Humans can catch this sickness when they come into contact with contaminated fluids, specifically during dog births, if those fluids touch their eyes, mouth or any open cuts.
While these aren't solid confirmations of the disease spreading between humans, some speculate that getting a blood transfusion might be a way that it could go down.
Symptoms in humans range from fever, headaches and weight loss to more severe cases resulting in meningitis, septicemia and arthritis. While no fatal cases have been reported thus far, it should be noted that the symptoms can take years to manifest and may recur over time.
Devastating effects on canine health
Brucella canis takes a devastating toll on canines. Dogs infected with the disease may exhibit signs like lethargy, premature aging and back pain, while others may appear asymptomatic.

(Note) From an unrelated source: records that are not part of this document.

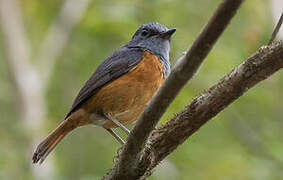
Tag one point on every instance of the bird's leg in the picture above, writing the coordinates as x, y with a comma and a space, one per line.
111, 118
116, 136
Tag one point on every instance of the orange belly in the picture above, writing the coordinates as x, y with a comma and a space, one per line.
126, 97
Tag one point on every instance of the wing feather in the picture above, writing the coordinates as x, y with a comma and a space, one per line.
119, 63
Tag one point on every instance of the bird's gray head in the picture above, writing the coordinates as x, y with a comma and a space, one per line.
155, 38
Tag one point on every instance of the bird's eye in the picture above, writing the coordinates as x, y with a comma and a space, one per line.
144, 32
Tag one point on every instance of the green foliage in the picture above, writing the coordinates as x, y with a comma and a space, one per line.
217, 151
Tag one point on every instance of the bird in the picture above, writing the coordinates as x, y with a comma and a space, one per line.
119, 89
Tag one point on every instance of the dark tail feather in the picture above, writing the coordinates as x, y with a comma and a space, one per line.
50, 142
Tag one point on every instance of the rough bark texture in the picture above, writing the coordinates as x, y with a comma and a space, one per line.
258, 67
128, 166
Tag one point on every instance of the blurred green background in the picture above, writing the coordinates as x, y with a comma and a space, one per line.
244, 142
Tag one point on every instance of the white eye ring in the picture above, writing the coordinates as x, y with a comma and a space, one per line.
144, 32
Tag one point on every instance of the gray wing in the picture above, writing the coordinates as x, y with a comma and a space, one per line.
119, 63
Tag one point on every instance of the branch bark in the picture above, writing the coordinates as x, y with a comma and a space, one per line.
128, 166
266, 61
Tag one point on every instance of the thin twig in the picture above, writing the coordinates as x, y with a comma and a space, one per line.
127, 168
276, 30
261, 65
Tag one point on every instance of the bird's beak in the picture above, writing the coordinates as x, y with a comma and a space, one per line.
167, 34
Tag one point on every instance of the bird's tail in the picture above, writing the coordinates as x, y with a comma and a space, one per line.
50, 142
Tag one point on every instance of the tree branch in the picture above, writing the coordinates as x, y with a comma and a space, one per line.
276, 30
128, 166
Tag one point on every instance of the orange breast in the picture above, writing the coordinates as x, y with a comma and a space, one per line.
126, 97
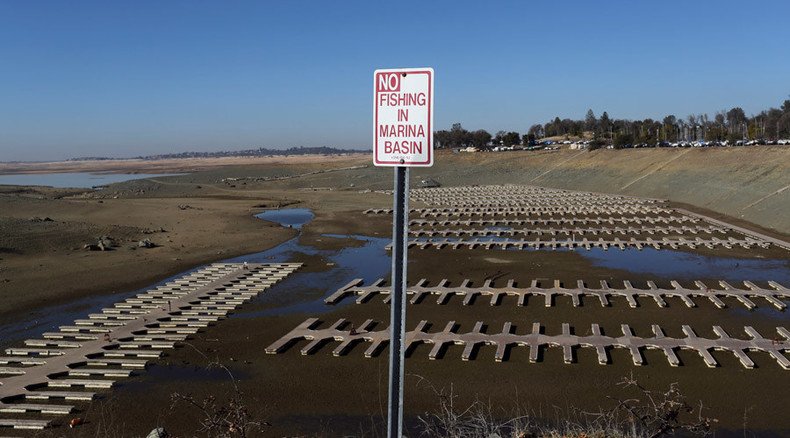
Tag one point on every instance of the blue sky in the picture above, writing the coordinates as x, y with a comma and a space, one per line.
82, 78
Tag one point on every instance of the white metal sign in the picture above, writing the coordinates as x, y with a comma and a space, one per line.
403, 117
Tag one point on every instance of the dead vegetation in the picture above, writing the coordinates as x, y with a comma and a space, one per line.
639, 413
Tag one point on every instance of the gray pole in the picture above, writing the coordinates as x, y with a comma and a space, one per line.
400, 229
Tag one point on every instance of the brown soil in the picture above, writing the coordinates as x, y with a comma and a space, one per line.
321, 394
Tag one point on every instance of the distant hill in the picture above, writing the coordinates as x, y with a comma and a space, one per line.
260, 152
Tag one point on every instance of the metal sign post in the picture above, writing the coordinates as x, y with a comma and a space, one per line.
402, 138
400, 231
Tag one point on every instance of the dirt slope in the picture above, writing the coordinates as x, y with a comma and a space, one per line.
747, 183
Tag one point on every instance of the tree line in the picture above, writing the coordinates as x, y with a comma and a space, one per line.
727, 125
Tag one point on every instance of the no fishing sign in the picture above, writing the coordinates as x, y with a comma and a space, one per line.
403, 117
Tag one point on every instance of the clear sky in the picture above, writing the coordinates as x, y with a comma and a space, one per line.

Unfortunately, there's no cure for Brucella canis in dogs, and treatment options are limited. As a result, control measures often involve euthanasia to prevent further spread of the disease.
The spike in cases of this disease over in the UK is getting quite alarming, especially in dogs that get shipped in from Eastern Europe.
All that underscores how crucial it is to start doing thorough testing on dogs that come from overseas to make sure that they don't got the disease and take extra steps to keep it from spreading any further
The recent cases of Brucella canis infections in humans have shed light on the potential dangers of this incurable disease.
Uncovered in the UK last year with the diagnosis of Wendy Hayes, who was forced to euthanize her five family dogs, the infection has now affected three individuals.
Most times, when humans get infected with this thing, it's not too serious. However, if it gets real bad, it can mess with your head and blood, causing meningitis and septicemia. However, this disease spreading to humans for the first time in the UK is a big deal.
In light of the escalating threat posed by Brucella canis, precautionary measures need to be implemented promptly. The report says that the disease is deemed as "low risk" in the UK, but the number of cases has blown up.
There have already been 91 reported cases this year, compared to just nine in 2020. To stop this incurbale disease from spreading, it's important for dog breeders and charities importing dogs from other countries to do some serious testing for this serious infection.
Veterinarians treating imported dogs must wear protective gear to lower their risk of infection. Early detection and prevention is key in stopping this growing health crisis from spreading further.